CALM WAS returning slowly to Urumqi yesterday after days of protests by ethnic Han Chinese angry at what they see as insufficient protection in the face of aggression by native, largely Muslim Uighurs.
The protests last week, which left five dead and brought fresh chaos to the streets of Urumqi, in Xinjiang province, were set off by a strange series of syringe attacks against Han Chinese by assailants believed to be Uighurs.
Urumqi has been in a state of high alert since ethnic riots in early July between the majority Han Chinese and the Uighurs. The government has said nearly 200 were killed in those clashes, mostly Han Chinese.
Li Zhi, the head of Urumqi’s Communist Party, became the most senior ranking official yet to lose his job over the way the riots in July were handled.
Protesters called this week for the resignation of Wang Lequan, Xinjiang party secretary, and some believe he may yet lose his job over the way in which the July protests in Urumqi – where Han and Uighur had previously co-existed peacefully – were allowed to escalate. Mr Wang is a member of China’s ruling Politburo, and an ally of President Hu Jintao.

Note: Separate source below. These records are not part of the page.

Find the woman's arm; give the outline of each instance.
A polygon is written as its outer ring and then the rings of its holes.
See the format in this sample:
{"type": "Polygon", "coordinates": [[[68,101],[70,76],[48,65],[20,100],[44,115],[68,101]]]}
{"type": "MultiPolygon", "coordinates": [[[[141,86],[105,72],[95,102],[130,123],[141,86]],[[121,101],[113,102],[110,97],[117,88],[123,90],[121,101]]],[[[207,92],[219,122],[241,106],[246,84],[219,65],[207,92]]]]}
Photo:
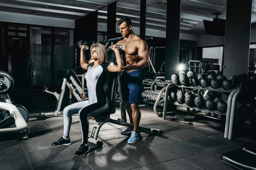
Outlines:
{"type": "Polygon", "coordinates": [[[119,72],[121,71],[121,67],[123,66],[122,57],[120,53],[119,49],[115,48],[116,45],[113,45],[111,48],[115,52],[116,57],[117,58],[117,63],[118,65],[109,65],[108,67],[108,71],[109,72],[119,72]]]}
{"type": "Polygon", "coordinates": [[[80,65],[82,68],[87,70],[88,64],[86,63],[84,57],[84,53],[83,53],[83,51],[85,49],[85,47],[86,45],[83,45],[82,47],[81,47],[81,50],[80,51],[80,65]]]}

Mr Wang is being blamed for not providing adequate protection over the syringe attacks. The attacks were blamed on Muslim separatists on Friday, and propaganda trucks on the streets broadcast that these attacks were part of a terror plot, although no evidence of this was given.

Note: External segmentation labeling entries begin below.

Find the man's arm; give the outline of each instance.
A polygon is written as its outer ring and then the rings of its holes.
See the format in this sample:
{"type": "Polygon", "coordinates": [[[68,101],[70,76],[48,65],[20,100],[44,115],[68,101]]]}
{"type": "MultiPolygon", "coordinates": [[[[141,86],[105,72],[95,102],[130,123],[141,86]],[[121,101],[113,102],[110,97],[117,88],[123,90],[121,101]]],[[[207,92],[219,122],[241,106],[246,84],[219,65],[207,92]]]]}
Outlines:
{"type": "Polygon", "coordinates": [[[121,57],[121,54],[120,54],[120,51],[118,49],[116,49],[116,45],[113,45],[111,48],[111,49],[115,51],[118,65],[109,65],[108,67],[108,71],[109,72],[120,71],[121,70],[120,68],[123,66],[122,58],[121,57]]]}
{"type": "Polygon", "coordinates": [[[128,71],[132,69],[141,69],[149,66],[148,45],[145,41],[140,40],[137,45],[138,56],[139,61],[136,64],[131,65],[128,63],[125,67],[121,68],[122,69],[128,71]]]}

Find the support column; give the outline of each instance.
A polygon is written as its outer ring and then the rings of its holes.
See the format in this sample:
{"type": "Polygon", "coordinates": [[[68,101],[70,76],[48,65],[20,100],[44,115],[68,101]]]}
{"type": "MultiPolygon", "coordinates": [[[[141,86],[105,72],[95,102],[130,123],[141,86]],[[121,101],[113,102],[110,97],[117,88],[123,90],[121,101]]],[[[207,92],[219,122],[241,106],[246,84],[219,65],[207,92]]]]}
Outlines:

Xinjiang police have detained 25 suspects – two of them jabbed a taxi driver with a heroin-filled syringe and stole 710 yuan (€72) to buy drugs, the police said. No motive was given for the other attacks. One young Uighur confessed to sticking a pin in a woman’s buttocks at a fruit stall.
Over 500 people have sought treatment for stabbings, while about 100 showed signs of having been pricked by needles.
Meanwhile, a Taiwanese film festival is to screen a documentary about the life of exiled Uighur activist Rebiya Kadeer, who has been accused by Beijing of inciting the violence in July.
The 10 Conditions of Love will be shown next month at the festival in Kaohsiung city, and looks certain to be opposed by China, which protested to the Australian government last month when Ms Kadeer attended a festival in Melbourne that screened the film.
Warmer ties across the Strait of Taiwan were put under strain last week when the Dalai Lama visited survivors of Typhoon Morakot in southern Taiwan.